The AI Insurance Product Strategy Playbook — What Carriers Should Build Next
Paper: “The Insurability Frontier of AI Risk: A Crosswalk of 55 AI Threat Classes Against 26 Products and Endorsements in the US Commercial Insurance Market”
arXiv: 2605.18784
Published: May 2026
Researchers: Alex Leung, Rex Zhang, Ervin Ling, Kentaroh Toyoda, SiewMei Loh
The first systematic map of AI risk insurability is out, and for insurance carriers it reads less like a research paper and more like a product development roadmap disguised as an academic study.
Fifty-five AI threat classes against twenty-six insurance products. One thousand four hundred and thirty cells in the matrix. And the picture it paints is of a market where affirmative AI coverage exists for roughly six perils across nine carriers — and most of those products are less than two years old.
For insurance CEOs, Chief Underwriting Officers, and heads of product development, the paper answers three questions that should define the next two years of strategy:
Which perils should we write next?
How do we capture the silent-AI exposure in legacy portfolios before a competitor does — or before a loss event forces the issue?
And what is the business case for addressing the one risk that no carrier has touched: foundation model concentration?
This article converts the paper’s findings into a product development agenda for carriers. If you are an insurer deciding where to invest in AI underwriting capability, this is your due diligence.
Why This Paper Matters More for Carriers Than for Buyers
The morning article on this paper addressed corporate insurance buyers — chief risk officers, CFOs, and general counsel asking “are we covered?” This article addresses the other side of the market: the carriers who decide what to cover, how to price it, and whether their existing portfolios are building silent exposure that will eventually surface as claims.
The paper’s main contribution is the 55-by-26 matrix — a complete crosswalk of every AI threat class against every insurance product. But from a carrier’s perspective, the matrix is only the starting point. The strategic questions are in the patterns the matrix reveals.
Pattern One: First-Mover Advantage Is Real but Narrow
The paper identifies nine carriers with publicly stated AI coverage positions. Six perils have affirmative coverage from at least one carrier. But no carrier covers more than three perils. The market is fragmented by peril specialization, and the fragmentation creates opportunity. Any carrier that builds a comprehensive AI product suite — covering multiple perils across multiple product lines — will hold a structural advantage over the single-peril specialists.

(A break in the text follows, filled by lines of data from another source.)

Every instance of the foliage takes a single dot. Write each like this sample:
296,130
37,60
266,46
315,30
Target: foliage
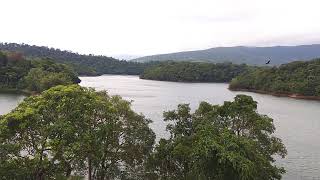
86,132
242,54
83,64
194,72
298,77
231,141
37,75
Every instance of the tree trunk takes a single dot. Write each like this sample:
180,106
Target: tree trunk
89,169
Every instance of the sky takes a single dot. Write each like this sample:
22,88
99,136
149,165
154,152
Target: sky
145,27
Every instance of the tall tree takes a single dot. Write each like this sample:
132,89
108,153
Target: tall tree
74,129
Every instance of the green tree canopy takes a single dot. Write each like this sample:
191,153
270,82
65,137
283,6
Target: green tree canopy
193,71
71,129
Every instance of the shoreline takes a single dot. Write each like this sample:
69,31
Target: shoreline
294,96
16,91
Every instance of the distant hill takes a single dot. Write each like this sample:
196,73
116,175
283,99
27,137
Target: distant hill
83,64
242,54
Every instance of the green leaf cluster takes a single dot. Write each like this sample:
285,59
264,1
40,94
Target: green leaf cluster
193,71
71,130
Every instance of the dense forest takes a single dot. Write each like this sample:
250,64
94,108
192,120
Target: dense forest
193,71
300,78
83,64
17,73
242,54
94,134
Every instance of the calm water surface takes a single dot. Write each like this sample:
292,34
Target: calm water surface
297,121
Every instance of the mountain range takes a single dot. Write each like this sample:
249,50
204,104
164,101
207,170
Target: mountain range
242,54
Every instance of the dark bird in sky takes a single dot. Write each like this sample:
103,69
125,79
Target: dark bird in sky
268,62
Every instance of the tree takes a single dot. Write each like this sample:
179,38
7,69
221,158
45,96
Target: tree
74,129
231,141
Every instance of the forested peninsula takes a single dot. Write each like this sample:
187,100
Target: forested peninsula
298,79
89,65
193,71
18,74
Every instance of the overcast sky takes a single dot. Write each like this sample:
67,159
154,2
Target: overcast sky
144,27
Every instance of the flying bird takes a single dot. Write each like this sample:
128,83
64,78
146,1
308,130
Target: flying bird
268,62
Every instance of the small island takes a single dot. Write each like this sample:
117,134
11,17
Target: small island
31,76
193,71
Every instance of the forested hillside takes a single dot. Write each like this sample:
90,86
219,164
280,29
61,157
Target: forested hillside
301,78
17,73
242,54
83,64
194,72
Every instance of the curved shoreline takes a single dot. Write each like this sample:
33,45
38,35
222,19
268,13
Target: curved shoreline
16,91
295,96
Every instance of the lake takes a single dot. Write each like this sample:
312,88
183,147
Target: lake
297,121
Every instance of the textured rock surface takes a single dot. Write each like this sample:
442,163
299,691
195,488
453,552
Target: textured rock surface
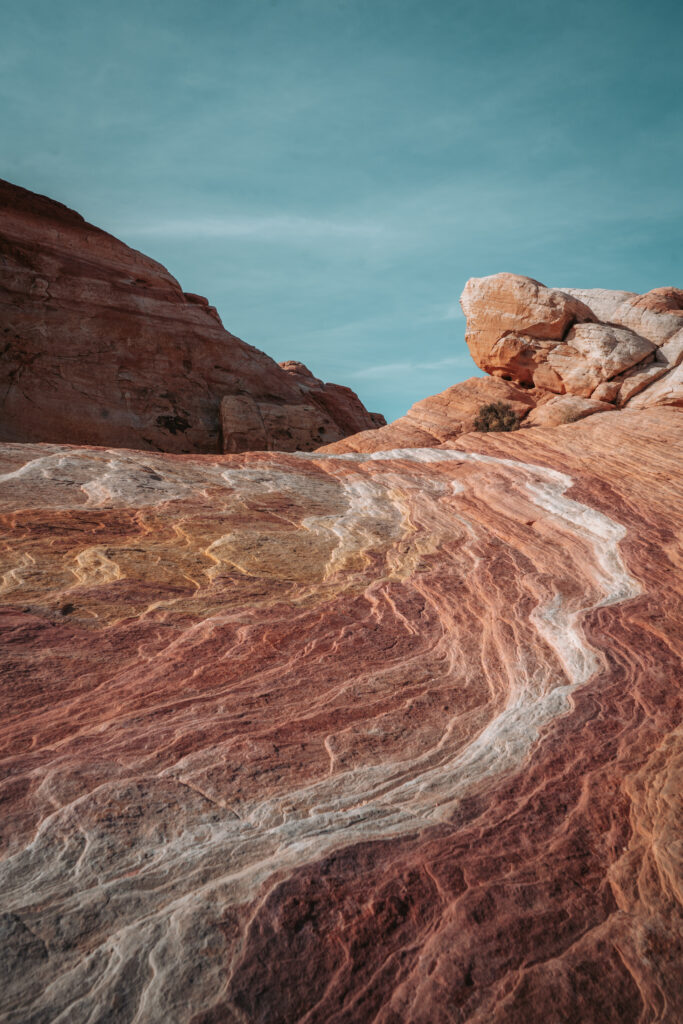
565,409
385,738
567,341
99,345
441,417
667,391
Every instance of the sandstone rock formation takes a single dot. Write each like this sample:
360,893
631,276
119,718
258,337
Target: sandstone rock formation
573,353
308,737
99,345
520,330
442,417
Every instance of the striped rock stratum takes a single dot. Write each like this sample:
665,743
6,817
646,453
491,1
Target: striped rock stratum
389,736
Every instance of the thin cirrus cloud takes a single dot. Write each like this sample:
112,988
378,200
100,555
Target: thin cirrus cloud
282,227
385,369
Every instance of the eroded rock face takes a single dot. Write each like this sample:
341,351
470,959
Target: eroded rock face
379,737
99,345
570,341
442,417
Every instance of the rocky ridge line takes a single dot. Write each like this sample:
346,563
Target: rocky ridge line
99,345
555,355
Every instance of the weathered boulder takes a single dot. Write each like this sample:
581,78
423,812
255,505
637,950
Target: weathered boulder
510,304
655,315
522,331
667,391
101,346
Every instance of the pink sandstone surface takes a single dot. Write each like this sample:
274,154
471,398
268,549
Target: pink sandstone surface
554,355
99,345
389,737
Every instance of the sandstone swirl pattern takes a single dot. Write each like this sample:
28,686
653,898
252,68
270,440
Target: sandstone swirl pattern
361,737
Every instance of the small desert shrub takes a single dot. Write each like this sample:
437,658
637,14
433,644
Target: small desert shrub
497,416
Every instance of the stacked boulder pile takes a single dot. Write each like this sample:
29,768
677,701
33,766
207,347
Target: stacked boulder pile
554,355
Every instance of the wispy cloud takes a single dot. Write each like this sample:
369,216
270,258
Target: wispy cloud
281,227
388,369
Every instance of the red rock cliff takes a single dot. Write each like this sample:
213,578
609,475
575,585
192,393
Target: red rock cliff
99,345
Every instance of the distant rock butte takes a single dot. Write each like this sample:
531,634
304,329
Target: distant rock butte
99,345
388,737
597,349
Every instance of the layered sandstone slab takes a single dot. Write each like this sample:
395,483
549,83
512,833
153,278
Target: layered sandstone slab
442,417
101,346
389,737
569,341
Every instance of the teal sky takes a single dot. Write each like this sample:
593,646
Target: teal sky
331,173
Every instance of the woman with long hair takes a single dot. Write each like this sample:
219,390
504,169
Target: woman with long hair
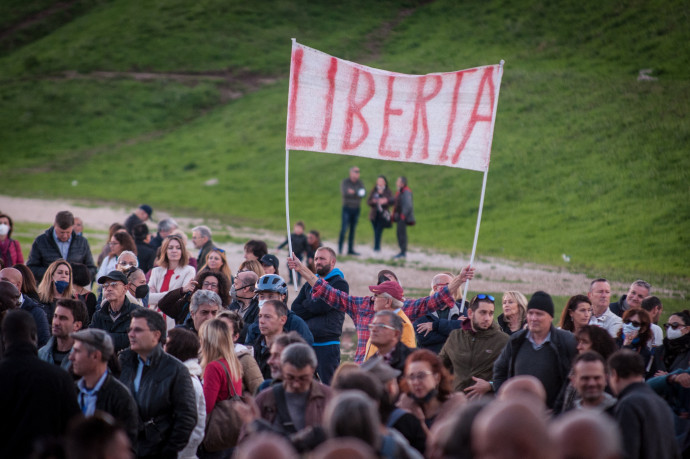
514,316
674,353
176,302
426,387
56,285
10,250
221,368
172,269
252,265
380,199
216,261
576,314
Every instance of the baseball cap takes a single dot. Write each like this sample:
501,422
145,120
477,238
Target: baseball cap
391,287
100,339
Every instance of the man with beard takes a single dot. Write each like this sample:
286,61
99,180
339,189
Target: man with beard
70,316
325,323
602,316
470,351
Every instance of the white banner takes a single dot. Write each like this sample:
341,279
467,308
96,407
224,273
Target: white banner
341,107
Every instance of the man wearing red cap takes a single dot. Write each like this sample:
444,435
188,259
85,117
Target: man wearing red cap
388,296
362,309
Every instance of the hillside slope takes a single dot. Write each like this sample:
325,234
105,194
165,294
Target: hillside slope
587,160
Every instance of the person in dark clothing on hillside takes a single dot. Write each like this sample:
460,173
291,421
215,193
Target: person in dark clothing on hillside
325,322
60,242
37,399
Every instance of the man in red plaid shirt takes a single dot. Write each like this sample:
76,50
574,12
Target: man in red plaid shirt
361,308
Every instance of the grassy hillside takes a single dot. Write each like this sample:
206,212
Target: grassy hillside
586,161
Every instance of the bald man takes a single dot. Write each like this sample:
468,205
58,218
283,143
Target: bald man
518,386
14,277
519,426
601,432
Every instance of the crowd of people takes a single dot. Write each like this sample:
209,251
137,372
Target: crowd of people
176,355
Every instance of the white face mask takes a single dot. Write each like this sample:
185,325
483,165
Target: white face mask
674,334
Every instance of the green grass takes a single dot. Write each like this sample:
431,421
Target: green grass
586,160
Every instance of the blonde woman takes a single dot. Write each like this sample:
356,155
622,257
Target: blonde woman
218,361
514,313
56,285
216,261
172,269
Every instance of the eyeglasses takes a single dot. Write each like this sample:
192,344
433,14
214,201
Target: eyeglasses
375,326
302,378
418,376
111,285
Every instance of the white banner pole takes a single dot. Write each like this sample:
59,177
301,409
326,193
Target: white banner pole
486,172
287,213
476,231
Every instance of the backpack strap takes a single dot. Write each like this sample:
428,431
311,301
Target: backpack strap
395,416
281,409
231,389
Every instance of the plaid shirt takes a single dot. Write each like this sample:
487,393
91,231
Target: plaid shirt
361,309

Pattern Two: Silent Exposure Is an Accumulation Problem
The paper codes 8.9 percent of cells as silent-AI exposure. From a carrier’s perspective, this is not simply a gap that needs filling. It is an accumulation of uncorrelated risk that has not been quantified or priced. Every legacy cyber, tech E&O, D&O, EPLI, and crime policy written without AI-specific wording contains embedded AI risk that the carrier has not charged premium for.
Pattern Three: The Exclusion Game Has Limits
Active exclusions are accelerating, particularly in D&O, crime, and professional liability. But exclusions create a vacuum: if carriers exclude more AI perils than they write affirmative coverage for, they push risk back onto balance sheets — and risk on balance sheets eventually becomes a regulatory and market problem that may force mandatory coverage regimes.

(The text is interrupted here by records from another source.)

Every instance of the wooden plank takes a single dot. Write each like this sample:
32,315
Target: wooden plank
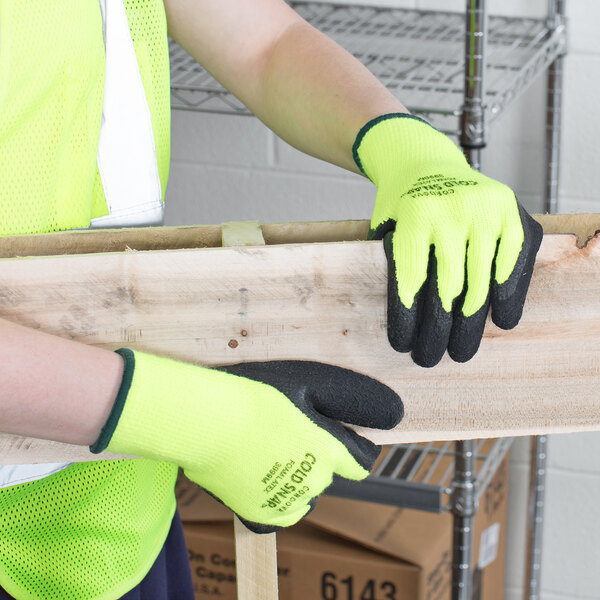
255,564
327,302
255,555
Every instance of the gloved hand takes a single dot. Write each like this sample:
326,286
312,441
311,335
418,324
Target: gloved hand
263,438
456,241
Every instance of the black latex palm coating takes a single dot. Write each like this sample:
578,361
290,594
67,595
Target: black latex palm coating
327,395
428,330
508,298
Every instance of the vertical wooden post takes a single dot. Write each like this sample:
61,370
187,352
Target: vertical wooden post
255,555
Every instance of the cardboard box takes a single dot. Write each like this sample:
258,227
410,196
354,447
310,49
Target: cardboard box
350,550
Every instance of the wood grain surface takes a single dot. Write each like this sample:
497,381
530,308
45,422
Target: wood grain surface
324,301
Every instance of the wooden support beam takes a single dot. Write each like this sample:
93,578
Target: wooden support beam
255,555
316,301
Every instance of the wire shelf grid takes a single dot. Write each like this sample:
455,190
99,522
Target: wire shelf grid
420,476
418,55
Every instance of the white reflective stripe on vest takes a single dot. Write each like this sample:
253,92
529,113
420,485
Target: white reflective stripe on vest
126,151
126,161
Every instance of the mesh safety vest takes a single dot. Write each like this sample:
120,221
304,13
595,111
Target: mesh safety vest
84,141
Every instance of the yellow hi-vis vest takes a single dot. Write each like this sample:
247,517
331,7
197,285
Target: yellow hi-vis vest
84,141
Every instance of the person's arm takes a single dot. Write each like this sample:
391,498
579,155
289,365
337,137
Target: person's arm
302,85
53,388
457,242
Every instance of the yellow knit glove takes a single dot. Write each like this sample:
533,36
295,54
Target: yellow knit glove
456,241
263,438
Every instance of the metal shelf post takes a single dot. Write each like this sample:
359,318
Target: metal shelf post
535,516
464,507
556,22
472,125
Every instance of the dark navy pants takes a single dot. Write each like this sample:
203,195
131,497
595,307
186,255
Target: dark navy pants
169,578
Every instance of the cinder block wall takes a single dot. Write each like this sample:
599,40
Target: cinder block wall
233,168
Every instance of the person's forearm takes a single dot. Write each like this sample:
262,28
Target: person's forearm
53,388
317,96
300,83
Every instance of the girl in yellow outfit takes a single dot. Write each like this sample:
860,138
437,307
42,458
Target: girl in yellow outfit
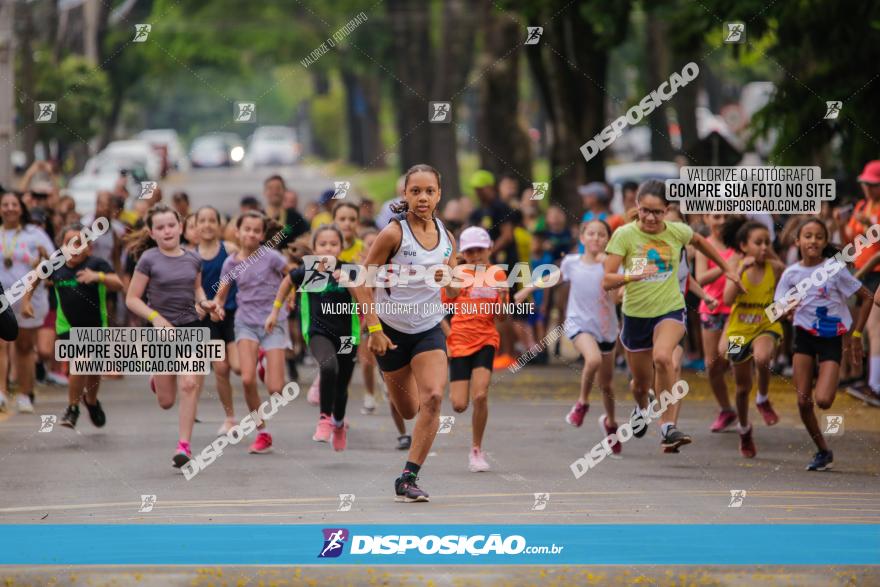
751,337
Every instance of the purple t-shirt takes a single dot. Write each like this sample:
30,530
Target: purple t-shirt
258,278
171,290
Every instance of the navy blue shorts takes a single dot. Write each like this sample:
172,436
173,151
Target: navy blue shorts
637,334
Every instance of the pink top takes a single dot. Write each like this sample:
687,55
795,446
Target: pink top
716,288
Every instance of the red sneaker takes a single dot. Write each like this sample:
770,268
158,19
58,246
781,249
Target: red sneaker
747,444
262,444
725,419
324,429
609,430
767,412
340,436
575,416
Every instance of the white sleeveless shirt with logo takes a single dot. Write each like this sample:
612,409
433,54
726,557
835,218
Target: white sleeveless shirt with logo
418,304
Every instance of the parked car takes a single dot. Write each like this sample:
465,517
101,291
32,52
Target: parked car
273,145
131,154
167,139
217,150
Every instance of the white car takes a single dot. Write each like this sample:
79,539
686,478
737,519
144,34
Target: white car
120,155
84,188
167,138
273,145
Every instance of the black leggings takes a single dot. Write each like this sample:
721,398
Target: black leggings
336,370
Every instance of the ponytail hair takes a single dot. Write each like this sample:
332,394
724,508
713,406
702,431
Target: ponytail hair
829,250
140,240
402,206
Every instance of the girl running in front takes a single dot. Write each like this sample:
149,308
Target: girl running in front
332,336
653,306
81,287
473,339
823,328
409,346
345,218
713,322
214,253
257,270
590,322
752,337
171,278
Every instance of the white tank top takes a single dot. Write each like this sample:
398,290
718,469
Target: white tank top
418,304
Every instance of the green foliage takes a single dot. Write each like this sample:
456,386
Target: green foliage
82,96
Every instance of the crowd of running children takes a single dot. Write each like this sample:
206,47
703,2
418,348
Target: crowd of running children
649,290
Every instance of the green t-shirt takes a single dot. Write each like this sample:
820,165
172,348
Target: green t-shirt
660,293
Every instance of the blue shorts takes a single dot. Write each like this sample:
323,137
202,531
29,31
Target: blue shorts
637,334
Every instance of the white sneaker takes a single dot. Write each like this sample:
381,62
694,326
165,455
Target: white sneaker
56,378
369,404
23,402
477,462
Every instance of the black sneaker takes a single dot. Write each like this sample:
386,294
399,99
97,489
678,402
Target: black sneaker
96,414
638,431
821,461
406,490
674,438
71,415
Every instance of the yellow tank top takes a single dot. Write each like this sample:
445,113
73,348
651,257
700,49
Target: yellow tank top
747,316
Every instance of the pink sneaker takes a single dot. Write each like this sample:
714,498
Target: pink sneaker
262,444
324,429
767,412
477,462
576,416
340,436
314,395
609,430
725,419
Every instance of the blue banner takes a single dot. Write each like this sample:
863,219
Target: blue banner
250,544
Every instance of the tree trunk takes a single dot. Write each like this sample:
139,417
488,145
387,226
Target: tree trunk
658,70
503,141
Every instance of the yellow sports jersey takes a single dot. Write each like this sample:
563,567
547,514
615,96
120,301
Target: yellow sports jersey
353,253
747,316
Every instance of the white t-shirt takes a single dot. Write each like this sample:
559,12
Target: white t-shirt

Pattern Four: The Novel Frontier Has No Competition
Foundation model concentration risk (T-45) appears in zero carriers’ product portfolios. No one is writing this risk. No one is pricing it. No one is building the actuarial models for it. The paper identifies this as the “clearest genuinely novel insurability frontier” — which in product development terms means a market with zero incumbents and growing demand.

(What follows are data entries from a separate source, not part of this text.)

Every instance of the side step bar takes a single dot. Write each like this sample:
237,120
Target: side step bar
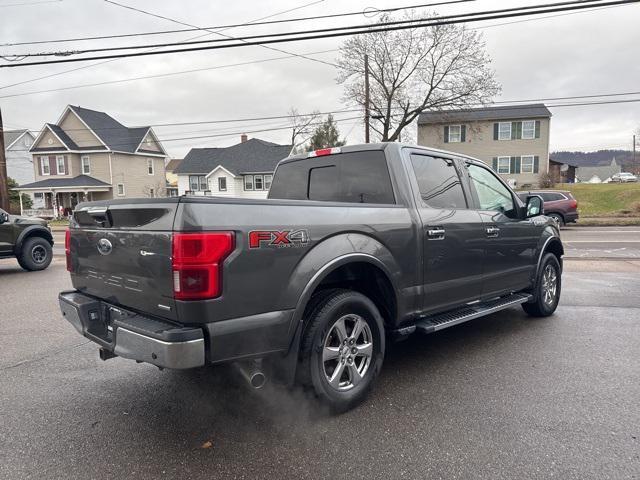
469,312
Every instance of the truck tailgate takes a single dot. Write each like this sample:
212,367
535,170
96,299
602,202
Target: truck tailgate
122,254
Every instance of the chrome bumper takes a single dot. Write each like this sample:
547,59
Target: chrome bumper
157,342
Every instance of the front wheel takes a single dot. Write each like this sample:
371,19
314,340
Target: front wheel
342,348
547,289
36,254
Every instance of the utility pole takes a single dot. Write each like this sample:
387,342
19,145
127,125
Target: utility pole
4,192
366,99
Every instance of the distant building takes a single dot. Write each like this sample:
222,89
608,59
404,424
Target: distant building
19,162
88,155
242,170
513,140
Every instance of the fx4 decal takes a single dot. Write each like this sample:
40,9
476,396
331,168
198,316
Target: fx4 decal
279,239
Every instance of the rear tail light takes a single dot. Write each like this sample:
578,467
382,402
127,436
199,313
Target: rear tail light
197,264
67,250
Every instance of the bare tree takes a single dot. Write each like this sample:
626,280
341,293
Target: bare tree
301,126
416,70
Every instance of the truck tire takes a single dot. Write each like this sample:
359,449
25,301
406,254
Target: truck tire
547,289
342,348
36,254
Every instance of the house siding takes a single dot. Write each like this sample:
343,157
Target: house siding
479,143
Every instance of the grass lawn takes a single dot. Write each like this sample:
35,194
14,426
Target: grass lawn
605,199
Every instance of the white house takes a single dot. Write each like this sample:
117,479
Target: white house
242,170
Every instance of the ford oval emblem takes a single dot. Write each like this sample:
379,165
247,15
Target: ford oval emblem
104,246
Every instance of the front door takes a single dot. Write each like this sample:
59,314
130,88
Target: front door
452,235
511,241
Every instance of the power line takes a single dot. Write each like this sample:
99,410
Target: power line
236,25
383,27
109,61
159,75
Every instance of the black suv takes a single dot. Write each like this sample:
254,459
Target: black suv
27,239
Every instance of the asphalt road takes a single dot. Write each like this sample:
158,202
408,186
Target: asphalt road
502,397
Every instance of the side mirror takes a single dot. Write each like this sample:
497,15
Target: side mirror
535,206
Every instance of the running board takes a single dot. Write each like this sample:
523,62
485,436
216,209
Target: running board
469,312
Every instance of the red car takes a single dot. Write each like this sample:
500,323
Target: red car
558,204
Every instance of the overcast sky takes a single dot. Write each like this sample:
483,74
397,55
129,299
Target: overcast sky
580,54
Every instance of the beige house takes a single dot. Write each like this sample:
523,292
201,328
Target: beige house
513,140
88,155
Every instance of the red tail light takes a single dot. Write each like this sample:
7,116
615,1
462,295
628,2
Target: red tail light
67,250
197,264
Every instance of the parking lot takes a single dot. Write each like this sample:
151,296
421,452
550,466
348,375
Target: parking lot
505,396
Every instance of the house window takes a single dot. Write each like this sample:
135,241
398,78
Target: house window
526,163
44,166
60,165
455,133
504,164
504,131
198,183
528,129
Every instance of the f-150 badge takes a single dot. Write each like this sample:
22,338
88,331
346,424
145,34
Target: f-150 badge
278,239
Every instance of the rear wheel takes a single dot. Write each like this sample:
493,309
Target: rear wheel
547,289
342,348
36,254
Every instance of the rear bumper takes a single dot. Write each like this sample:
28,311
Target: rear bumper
129,335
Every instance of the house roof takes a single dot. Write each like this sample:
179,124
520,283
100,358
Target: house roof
10,136
507,112
115,135
173,164
254,155
79,181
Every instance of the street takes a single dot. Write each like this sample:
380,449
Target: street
506,396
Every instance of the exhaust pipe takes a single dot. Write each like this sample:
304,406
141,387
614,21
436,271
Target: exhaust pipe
252,373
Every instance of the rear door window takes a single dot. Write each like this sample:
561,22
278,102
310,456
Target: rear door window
355,177
438,182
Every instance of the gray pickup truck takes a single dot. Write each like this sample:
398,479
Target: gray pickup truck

The Raw Numbers That Every Carrier Should Internalize
243 affirmative coverage positions (17 percent of the 1,430-cell matrix)
127 silent-AI exposures (8.9 percent)
91 active exclusions (6.4 percent)
969 inapplicable combinations (67.8 percent)
Among populated cells: 52.7 percent affirmative, 27.5 percent silent, 19.7 percent excluded
The 27.5 percent silent figure is an upper bound — many of these would be contested or denied if a claim were actually filed. But the existence of plausible coverage paths means carriers have loss exposure on policies they wrote without AI-specific underwriting. The first large court decision on silent-AI coverage will set a precedent that could unlock a wave of claims across the 127 silent cells.
The 52.7 percent affirmative figure is also an upper bound. Actual claims-payment behavior will differ from marketing positioning. The first carrier that pays a large AI-caused hallucination claim under an affirmative policy will set a benchmark for what “affirmative” actually means in practice.
The 19.7 percent exclusion figure is the fastest-moving number. Carriers should benchmark their own exclusion positioning against the paper’s baseline.
The Product Development Agenda: Five Opportunities for First-Mover Carriers
Opportunity 1: The Multi-Peril AI Liability Product
No carrier covers all six perils. Munich Re covers drift. Armilla covers hallucination. Coalition covers deepfake. Apollo ibott covers agentic failure. Each carrier has a specialty.
The carrier that builds a single endorsement covering all six perils eliminates the fragmentation problem for corporate buyers. One product. Six perils. One underwriting and pricing framework.
Market size estimate: Every Fortune 500 company deploying AI agents is a potential buyer. At $50K–$200K per policy for six-peril coverage, the addressable market is $250M–$1B annually in the US alone.
Opportunity 2: Silent Exposure Remediation Products
The silent-AI exposure in legacy books is a ticking reserve problem for carriers. But it is also a product opportunity. A carrier could offer a “silent-AI exposure endorsement” that explicitly codifies the coverage position for the 27.5 percent of threat-by-product cells currently in the gray zone.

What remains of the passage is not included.